Il est vrai que le classement international ne nous favorise pas du tout. Mais gare !, prévient le ministre, l’université tunisienne possède des îlots d’excellence notamment en matière de recherche qui sont loin d’être négligeables.

Et le ministre entreprend de communiquer dessus pour restaurer l’aura de ce fer de lance de l’enseignement supérieur, à savoir la recherche scientifique notamment. C’est dans cette perspective que le ministère a structuré sa démarche de réforme. Le point consiste à favoriser la qualité, et surtout la qualité et cela a été entamé avec nos partenaires de toujours, car les plus anciens et les plus engagés dans ce chantier, notamment la France et dans une moindre mesure le Maroc.

Le second point vise à densifier le partenariat avec l’Afrique et pas seulement francophone. La dynamique de croissance du continent doit être appuyée par une coopération universitaire sur fond de réforme de l’enseignement pour coller à la réalité de la refondation économique en cours sur le continent.

Le troisième est celui de l’orientation stratégique, car la Tunisie veut se redéployer en direction des pays de l’innovation. C’est dans ce cadre que s’est déroulé le partenariat avec des universités chinoises. Vingt universités chinoises étaient au rendez-vous l’an dernier.

Pareil pour l’université mixte tuniso-allemande.

Et aujourd’hui c’est autour des Britanniques encore que l’affaire avec les britanniques ne fait que commencer…

Aller vers l’employabilité : Un deal qui tient la route

Il faut situer la dynamique de renaissance de l’université sous l’angle suprême de la refondation politique de l’Etat tunisien, et nous l’espérons avec une orientation démocratique irréversible. Il y a longtemps, sous Bourguiba, la jeunesse était gagnée par l’amertume et disait “Avec ou sans diplômes, l’avenir est bouché“. Ce même sentiment de désespoir s’est renforcé sous l’ancien régime qui n’a pas pu offrir de débouchés aux diplômés du supérieur. Et sans vouloir monter en épingle le désenchantement des jeunes, le chômage des jeunes diplômés du supérieur a plombé le moral du pays. Les parents qui voient leurs enfants en marge de la société sont à leur tour gagnés par un sentiment de morosité et de défaitisme.

Il n’y rien de pire que l’absence d’horizon pour les jeunes, si l’on veut faire plonger un pays. Le moral du pays est à zéro. Ne pas exaspérer la jeunesse devient donc le crédo de la révolution.

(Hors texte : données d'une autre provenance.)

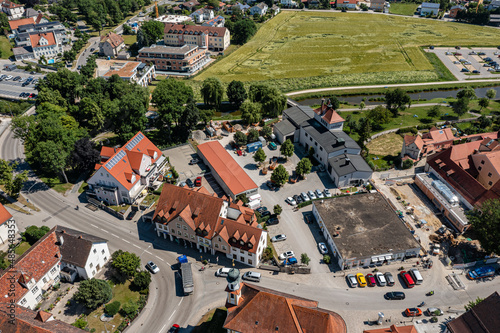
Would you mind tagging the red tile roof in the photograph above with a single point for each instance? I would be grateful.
(29, 321)
(34, 263)
(4, 215)
(35, 39)
(14, 24)
(235, 178)
(290, 314)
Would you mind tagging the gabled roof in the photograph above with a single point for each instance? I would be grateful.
(76, 245)
(4, 215)
(482, 318)
(289, 313)
(29, 321)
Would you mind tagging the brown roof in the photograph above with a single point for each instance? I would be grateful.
(196, 29)
(76, 245)
(29, 321)
(201, 211)
(289, 313)
(4, 215)
(113, 39)
(482, 318)
(235, 178)
(34, 263)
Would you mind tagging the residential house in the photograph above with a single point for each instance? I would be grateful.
(455, 9)
(374, 235)
(132, 71)
(347, 4)
(125, 172)
(33, 273)
(13, 10)
(428, 8)
(226, 171)
(217, 21)
(217, 225)
(259, 9)
(484, 317)
(29, 321)
(201, 15)
(186, 59)
(252, 308)
(83, 255)
(8, 227)
(111, 44)
(213, 38)
(377, 5)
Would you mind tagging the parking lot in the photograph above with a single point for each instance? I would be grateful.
(470, 59)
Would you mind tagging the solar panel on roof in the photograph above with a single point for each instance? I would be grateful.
(134, 141)
(115, 159)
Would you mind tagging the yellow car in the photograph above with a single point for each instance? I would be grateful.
(361, 279)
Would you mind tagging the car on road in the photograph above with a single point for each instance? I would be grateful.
(371, 280)
(222, 272)
(152, 267)
(394, 295)
(278, 238)
(322, 248)
(351, 280)
(361, 280)
(413, 312)
(131, 215)
(287, 254)
(291, 201)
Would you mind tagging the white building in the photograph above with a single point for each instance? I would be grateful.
(83, 255)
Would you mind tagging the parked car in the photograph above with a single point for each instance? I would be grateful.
(322, 248)
(413, 312)
(393, 295)
(222, 272)
(152, 267)
(311, 195)
(351, 279)
(371, 280)
(278, 238)
(287, 254)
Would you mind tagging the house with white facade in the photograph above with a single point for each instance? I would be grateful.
(33, 273)
(83, 255)
(125, 172)
(218, 226)
(8, 227)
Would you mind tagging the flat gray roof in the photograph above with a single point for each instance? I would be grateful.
(367, 226)
(348, 163)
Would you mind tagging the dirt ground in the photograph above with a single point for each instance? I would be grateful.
(388, 144)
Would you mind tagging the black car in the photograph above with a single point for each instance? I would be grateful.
(395, 295)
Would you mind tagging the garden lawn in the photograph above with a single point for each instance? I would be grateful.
(407, 9)
(301, 50)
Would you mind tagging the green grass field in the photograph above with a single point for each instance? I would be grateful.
(301, 50)
(407, 9)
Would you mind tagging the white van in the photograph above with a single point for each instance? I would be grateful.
(252, 276)
(416, 276)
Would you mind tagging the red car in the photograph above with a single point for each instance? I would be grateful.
(371, 280)
(197, 181)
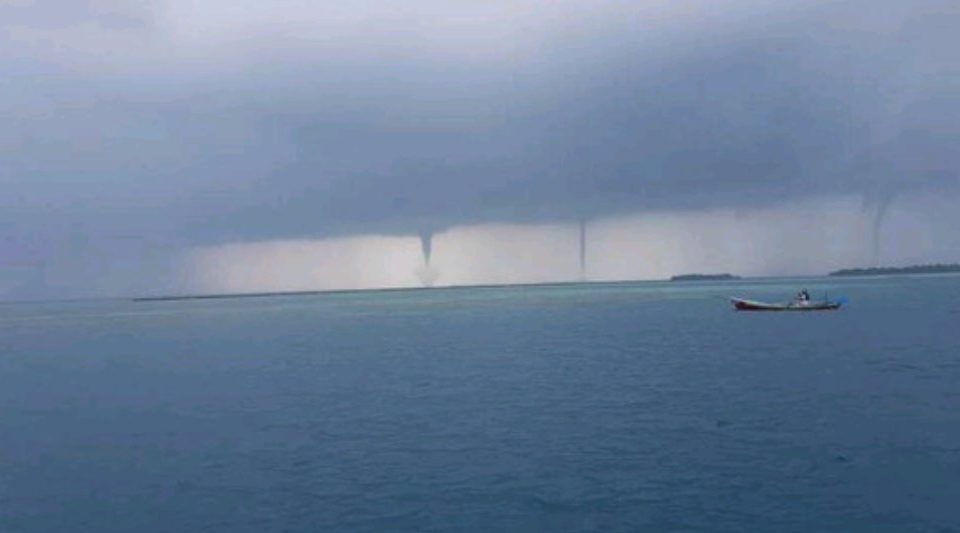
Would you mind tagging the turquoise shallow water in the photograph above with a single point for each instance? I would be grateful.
(576, 408)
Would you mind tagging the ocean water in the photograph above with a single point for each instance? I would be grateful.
(623, 407)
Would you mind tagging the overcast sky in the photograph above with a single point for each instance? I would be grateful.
(155, 146)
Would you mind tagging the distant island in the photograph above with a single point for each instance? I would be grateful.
(704, 277)
(894, 271)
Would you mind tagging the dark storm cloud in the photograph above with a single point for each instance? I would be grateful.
(120, 126)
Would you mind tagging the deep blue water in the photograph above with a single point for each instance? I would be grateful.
(634, 407)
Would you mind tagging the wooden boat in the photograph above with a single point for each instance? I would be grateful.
(741, 304)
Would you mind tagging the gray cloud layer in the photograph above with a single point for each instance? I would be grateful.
(137, 130)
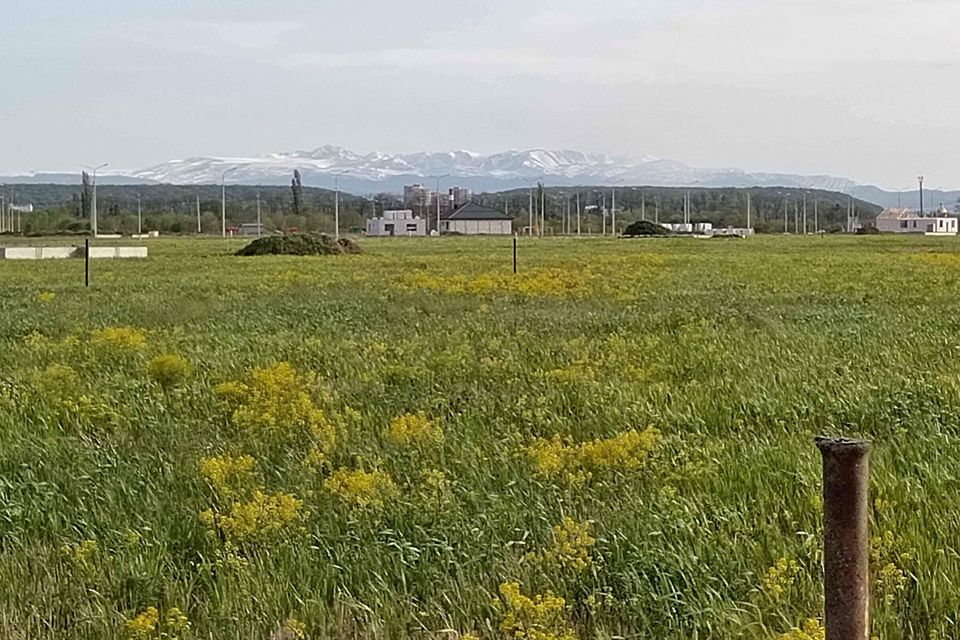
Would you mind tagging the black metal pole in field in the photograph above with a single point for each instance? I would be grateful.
(846, 537)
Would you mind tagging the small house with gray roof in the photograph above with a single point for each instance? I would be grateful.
(473, 219)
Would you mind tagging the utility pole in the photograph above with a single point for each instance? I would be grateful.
(93, 203)
(259, 226)
(603, 212)
(530, 211)
(439, 178)
(804, 213)
(336, 205)
(543, 209)
(223, 200)
(920, 178)
(613, 208)
(578, 214)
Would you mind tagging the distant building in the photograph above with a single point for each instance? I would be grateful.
(416, 195)
(398, 222)
(474, 219)
(895, 220)
(251, 229)
(459, 196)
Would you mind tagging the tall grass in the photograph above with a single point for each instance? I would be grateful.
(735, 353)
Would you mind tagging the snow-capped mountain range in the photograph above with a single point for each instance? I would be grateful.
(496, 171)
(377, 172)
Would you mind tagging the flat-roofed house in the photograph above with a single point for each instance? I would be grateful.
(473, 219)
(897, 220)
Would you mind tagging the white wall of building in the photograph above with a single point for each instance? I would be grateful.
(917, 225)
(396, 227)
(479, 227)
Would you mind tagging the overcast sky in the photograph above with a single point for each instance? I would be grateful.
(865, 89)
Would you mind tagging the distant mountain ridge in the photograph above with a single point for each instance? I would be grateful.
(500, 170)
(376, 171)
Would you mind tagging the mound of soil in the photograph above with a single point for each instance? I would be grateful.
(644, 228)
(299, 244)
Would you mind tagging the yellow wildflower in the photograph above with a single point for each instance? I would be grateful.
(886, 558)
(168, 370)
(542, 617)
(413, 428)
(256, 519)
(627, 451)
(572, 375)
(144, 624)
(571, 546)
(177, 622)
(275, 405)
(228, 475)
(811, 631)
(362, 489)
(780, 577)
(81, 554)
(292, 629)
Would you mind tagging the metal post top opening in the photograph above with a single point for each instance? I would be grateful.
(839, 444)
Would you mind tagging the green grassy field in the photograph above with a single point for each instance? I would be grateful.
(414, 442)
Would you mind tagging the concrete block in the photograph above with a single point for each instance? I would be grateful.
(56, 252)
(131, 252)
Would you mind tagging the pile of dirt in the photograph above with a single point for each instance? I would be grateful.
(642, 228)
(299, 244)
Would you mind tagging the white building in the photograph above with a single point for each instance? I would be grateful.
(896, 220)
(474, 219)
(397, 222)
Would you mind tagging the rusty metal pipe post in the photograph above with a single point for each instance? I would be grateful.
(846, 537)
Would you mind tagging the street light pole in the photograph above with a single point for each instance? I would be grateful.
(439, 178)
(613, 207)
(259, 227)
(336, 204)
(920, 178)
(93, 203)
(223, 200)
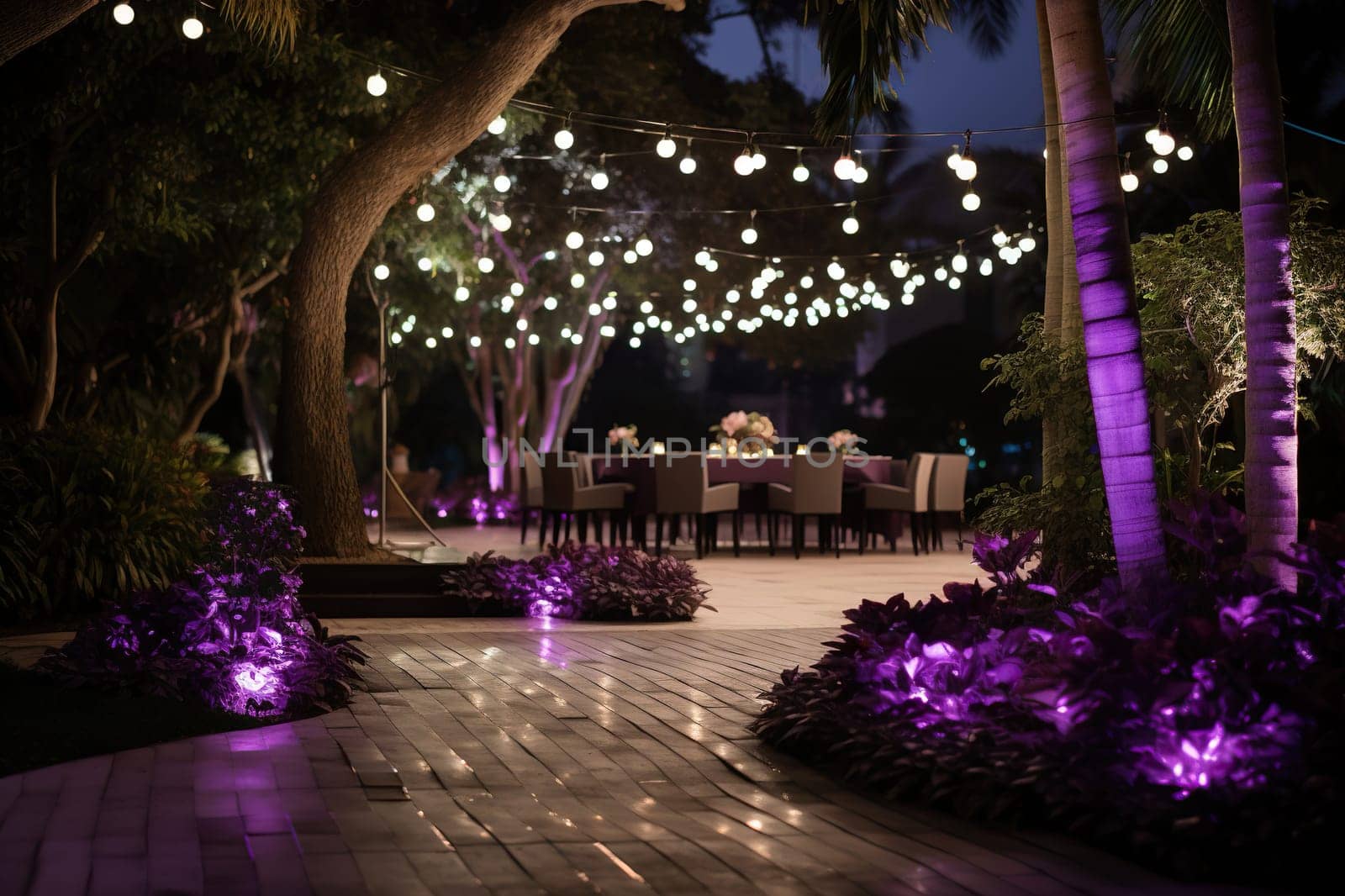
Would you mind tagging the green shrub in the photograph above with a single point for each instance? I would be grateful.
(93, 514)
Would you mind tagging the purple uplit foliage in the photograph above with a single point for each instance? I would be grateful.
(232, 634)
(582, 582)
(1183, 716)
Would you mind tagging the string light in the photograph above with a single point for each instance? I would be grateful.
(744, 165)
(750, 233)
(970, 201)
(688, 165)
(1129, 179)
(966, 167)
(666, 147)
(800, 171)
(564, 138)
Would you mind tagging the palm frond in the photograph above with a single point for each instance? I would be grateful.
(862, 42)
(1180, 49)
(271, 22)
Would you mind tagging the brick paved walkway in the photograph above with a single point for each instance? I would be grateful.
(576, 761)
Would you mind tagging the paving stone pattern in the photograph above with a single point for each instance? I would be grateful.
(576, 761)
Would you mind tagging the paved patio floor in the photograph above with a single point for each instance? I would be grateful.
(517, 756)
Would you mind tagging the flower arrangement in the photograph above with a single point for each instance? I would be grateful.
(582, 582)
(232, 634)
(844, 440)
(741, 425)
(1195, 724)
(623, 436)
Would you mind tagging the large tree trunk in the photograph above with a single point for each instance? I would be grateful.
(1271, 380)
(351, 203)
(1107, 288)
(27, 22)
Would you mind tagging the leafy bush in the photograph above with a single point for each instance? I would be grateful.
(1195, 724)
(92, 514)
(232, 634)
(582, 582)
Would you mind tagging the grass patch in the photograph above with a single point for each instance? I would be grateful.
(50, 723)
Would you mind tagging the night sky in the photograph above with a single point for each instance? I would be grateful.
(948, 89)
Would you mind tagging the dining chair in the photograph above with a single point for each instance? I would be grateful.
(947, 493)
(683, 486)
(565, 497)
(530, 497)
(912, 498)
(814, 490)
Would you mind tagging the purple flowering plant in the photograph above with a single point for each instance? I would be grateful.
(232, 634)
(1192, 723)
(582, 582)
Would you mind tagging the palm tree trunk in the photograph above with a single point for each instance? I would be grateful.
(1271, 380)
(350, 206)
(1106, 288)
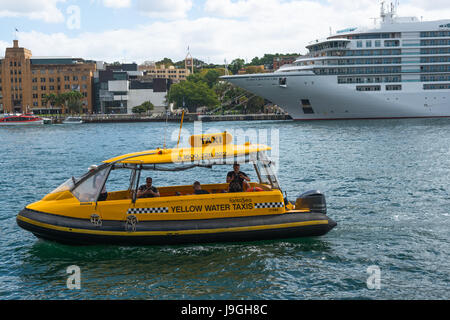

Par conséquent, la multiplication des partenariats universitaires de qualité est une riposte technique et bien ciblée à la tare de l’enseignement universitaire qui consiste à produire des diplômés sans accointances professionnelles.

A présent que l’on sait traiter le problème, le partenariat avec l’université anglaise semble de bon aloi. Rappelons que c’est Tony Blair qui a abordé la question de l’employabilité des jeunes diplômés de l’université.

Le partenariat tuniso-britannique s’annonce donc sous de bons auspices. D’une manière ou d’une autre, offrir aux jeunes diplômés une formation validée par les pays avancés est un visa pour la fuite des cerveaux qui soit contrôlée et réalisée dans les meilleures conditions. Cela reste en soi une solution de facilité et de faiblesse, mais autant l’assurer dans des conditions de dignité et l’émigration sous le label “talents et compétences“ c’est plus ou moins acceptable et sauve la face.

La Tunisie aborde ce partenariat avec la GB sous un angle de pair play. En effet, Slim Khalbous disait à Alistair Burt en début de réunion : “après notre défaite en foot, on aimerait voir la GB remporter la Coupe du monde, de la sorte on aurait perdu contre le champion du monde“. Cela ne manque pas de finesse.

La question est de savoir si la Grande-Bretagne va jouer le jeu dans ce partenariat ? Il reste à la partie tunisienne de packager son offre étant donné qu’elle nourrit l’ambition derrière toutes ses initiatives de conforter l’ambition de devenir un hub universitaire africain. Louable en soi!